Il y a des phrases qui brillent comme des feux d’artifice : elles montent vite, font beaucoup de bruit, éblouissent la foule… puis retombent dans un silence de cendres. Ce sont les effets d’annonce, spécialité bien connue de nos saisons électorales, tous climats confondus.

L’effet d’annonce, c’est cet art raffiné de promettre avant d’avoir réfléchi, de proclamer avant d’avoir planifié, de faire rêver sans jamais poser la première pierre. Et pour cause : la pierre n’existe pas encore. Elle est toujours « en cours d’étude ».

À Madagascar, le genre est devenu un style à part entière, une sorte de folklore républicain. Il y a cette fameuse autoroute Tananarive/Tamatave, ou Tamatave/Tananarive, c’est selon, qui n’en finit pas d’être en cours. Ou encore de l’annonce d’une usine d’assemblage de voitures, pour faire rouler le pays vers le futur : quelques mois plus tard, les routes sont toujours aussi cabossées, mais la communication, elle, était lisse comme un tableau PowerPoint.

Il y eut aussi la grande promesse d’électrification totale du pays, « d’ici cinq ans » – un « d’ici » qui semble s’éloigner à chaque discours. À ce rythme, les panneaux solaires auront besoin de bougies pour fonctionner.

Certains se rappellent encore l’engagement solennel pour éradiquer les délestages, pour « transformer les coupures en souvenirs ». C’était poétique. Aujourd’hui, c’est surtout comique – à condition d’avoir chargé son téléphone à temps.

On nous a également vanté un  « Grand Port en eau profonde » ,  « une Silicon Valley malgache », « des TGV du développement », ou encore une cité moderne sortie de terre en un an, comme si le BTP répondait aux lois du miracle. Mais souvent, les seules structures sorties de terre… sont les panneaux d’inauguration.

Le plus remarquable, c’est cette capacité à recycler les mêmes annonces à chaque échéance : une école, un hôpital, une route, un stade. Le tout livré « bientôt », « très bientôt », ou mieux encore : « avant la fin du mandat » — sans préciser lequel.

Alors, faut-il en rire ? Un peu, oui. Mais aussi, sérieusement, en tirer les leçons. Un effet d’annonce, contrairement à un teaser publicitaire, ne garantit jamais la sortie du film. Il arrive même qu’il n’y ait ni caméra, ni décor, ni scénario. Seulement une affiche.

Et pendant ce temps-là, le quotidien persiste. Celui des usagers, des élèves, des patients, des citoyens. Eux ne promettent rien, mais ils attendent tout.

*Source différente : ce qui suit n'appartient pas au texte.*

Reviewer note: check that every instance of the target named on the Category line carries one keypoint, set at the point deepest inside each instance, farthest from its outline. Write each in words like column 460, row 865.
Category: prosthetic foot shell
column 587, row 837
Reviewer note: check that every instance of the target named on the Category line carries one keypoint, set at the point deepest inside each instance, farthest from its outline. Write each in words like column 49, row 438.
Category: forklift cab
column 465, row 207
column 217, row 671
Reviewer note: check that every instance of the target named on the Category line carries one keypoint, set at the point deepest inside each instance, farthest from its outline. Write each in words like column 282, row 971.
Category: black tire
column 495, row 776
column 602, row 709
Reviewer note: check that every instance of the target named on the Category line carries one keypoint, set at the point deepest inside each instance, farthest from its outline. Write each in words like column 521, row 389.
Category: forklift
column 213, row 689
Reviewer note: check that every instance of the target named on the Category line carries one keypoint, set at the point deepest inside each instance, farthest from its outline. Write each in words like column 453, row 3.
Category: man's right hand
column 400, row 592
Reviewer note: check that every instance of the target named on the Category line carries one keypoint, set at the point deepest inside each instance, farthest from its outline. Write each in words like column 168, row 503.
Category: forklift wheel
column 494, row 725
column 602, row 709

Je n’écris pas ces lignes par cynisme, mais par fidélité à cette idée simple : la parole politique engagée. À plus forte raison quand elle est publique, relayée, amplifiée. Ceux qui la prennent doivent l’honorer. Sinon, mieux vaut se taire.

Les effets d’annonce ne sont pas des erreurs de communication : ce sont des dettes de crédibilité. Et les peuples finissent toujours par réclamer le remboursement.